An Anti-Determinist Argument

We generally think that the past is settled and nothing we do in the present can change it (barring time travel or backwards causation). In other words, it seems irrational to direct our efforts toward trying to affect the past. For example, if an organism evolved a mutation that caused it to spend time and energy trying to influence the past instead of the future, it’s reasonable to assume that the organism wouldn’t survive very long. So far, so good.

However, a wrinkle in the assumption that it’s irrational to direct our action toward the past is provided by Newcomb’s Paradox. In this paradox, we are asked to stipulate an infallible (or near infallible) Predictor that can predict your actions. You’re then presented with two boxes, Box A and Box B. Box A is transparent and you can see that it contains $1000. Box B is opaque, but you’re told that it either contains $1,000,000 or nothing. You’re then told that you can take both boxes or take Box B only. If the Predictor predicted that you would take both boxes, Box B contains nothing, but if the Predictor predicted that you would take Box B only, it contains $1,000,000.

Newcomb’s Paradox is a common problem in decision theory, but it also pushes our intuitions about actions affecting events in the past. From Wikipedia:

The crux of the paradox is in the existence of two contradictory arguments, both being seemingly correct.

A powerful intuitive belief, that past events cannot be affected. My future action cannot determine the fate of an event that happened before the action.

Newcomb proposes a way of doing precisely this — affecting a past event. The prediction of the Predictor establishes equivalence between my choice (of renouncing the open box) and the content of the closed box, which was determined in the past. Since I can affect the future event, I can also affect the past event, which is equivalent to it.

Your ‘solution’ to the problem will likely depend on whether or not you think it’s rational to try to affect something that’s past and settled. After all, either the money is already there or it’s not. Newcomb’s Paradox is fun partly because it causes us to question this intuition, but in another sense, it can sharpen it (at least it does for me).

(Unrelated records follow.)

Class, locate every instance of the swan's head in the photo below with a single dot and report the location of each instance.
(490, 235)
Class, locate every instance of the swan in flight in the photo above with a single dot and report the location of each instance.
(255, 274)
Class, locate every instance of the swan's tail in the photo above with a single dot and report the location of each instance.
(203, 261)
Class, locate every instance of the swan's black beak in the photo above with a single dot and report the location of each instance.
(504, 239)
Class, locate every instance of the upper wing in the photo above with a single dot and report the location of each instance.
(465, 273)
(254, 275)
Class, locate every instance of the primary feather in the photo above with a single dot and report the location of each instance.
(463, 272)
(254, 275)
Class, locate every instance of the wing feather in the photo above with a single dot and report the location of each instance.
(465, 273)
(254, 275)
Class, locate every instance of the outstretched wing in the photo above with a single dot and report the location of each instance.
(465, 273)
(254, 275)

So let’s say that our intuition that our actions can’t affect the past survives Newcomb’s Paradox. This intuition, if sound, has implications for determinism. If determinism is true, then all of our actions are determined by the prior causal history of the universe. A Predictor, in possession of all the facts about the universe, could in principle predict our future actions, much like in the case of Newcomb’s boxes. The causal history of the universe, then, would be different depending on whether I chose both boxes or Box B only. But this also seems like a case of affecting the past, for the following reason.

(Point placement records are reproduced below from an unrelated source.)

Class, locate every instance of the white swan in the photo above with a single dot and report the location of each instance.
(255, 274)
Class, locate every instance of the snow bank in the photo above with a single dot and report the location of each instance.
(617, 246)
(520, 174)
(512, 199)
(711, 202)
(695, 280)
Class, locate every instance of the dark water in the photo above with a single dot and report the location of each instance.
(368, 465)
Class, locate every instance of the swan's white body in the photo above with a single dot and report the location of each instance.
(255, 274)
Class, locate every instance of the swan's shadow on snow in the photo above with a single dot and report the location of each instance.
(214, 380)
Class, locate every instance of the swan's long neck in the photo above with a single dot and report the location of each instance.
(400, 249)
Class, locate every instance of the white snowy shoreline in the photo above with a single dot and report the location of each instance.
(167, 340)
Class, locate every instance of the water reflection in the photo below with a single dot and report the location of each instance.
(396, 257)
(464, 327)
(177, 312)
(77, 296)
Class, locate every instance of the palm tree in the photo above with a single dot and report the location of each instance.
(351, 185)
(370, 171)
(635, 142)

Let’s say I want the causal history of the universe to lead to my getting $1,000,000. Then I would choose Box B only. This seems to entail that my choice caused the past to be a certain way rather than another. But that doesn’t seem possible. In fact, regardless of what choice I make, it doesn’t seem like the past would change at all. Again, the matter has already been settled ex hypothesi. Thus, based on our intuition about the immutability of the past, it seems that we cannot coherently regard our actions as being determined by the prior causal history of the universe. This suggests that determinism is false.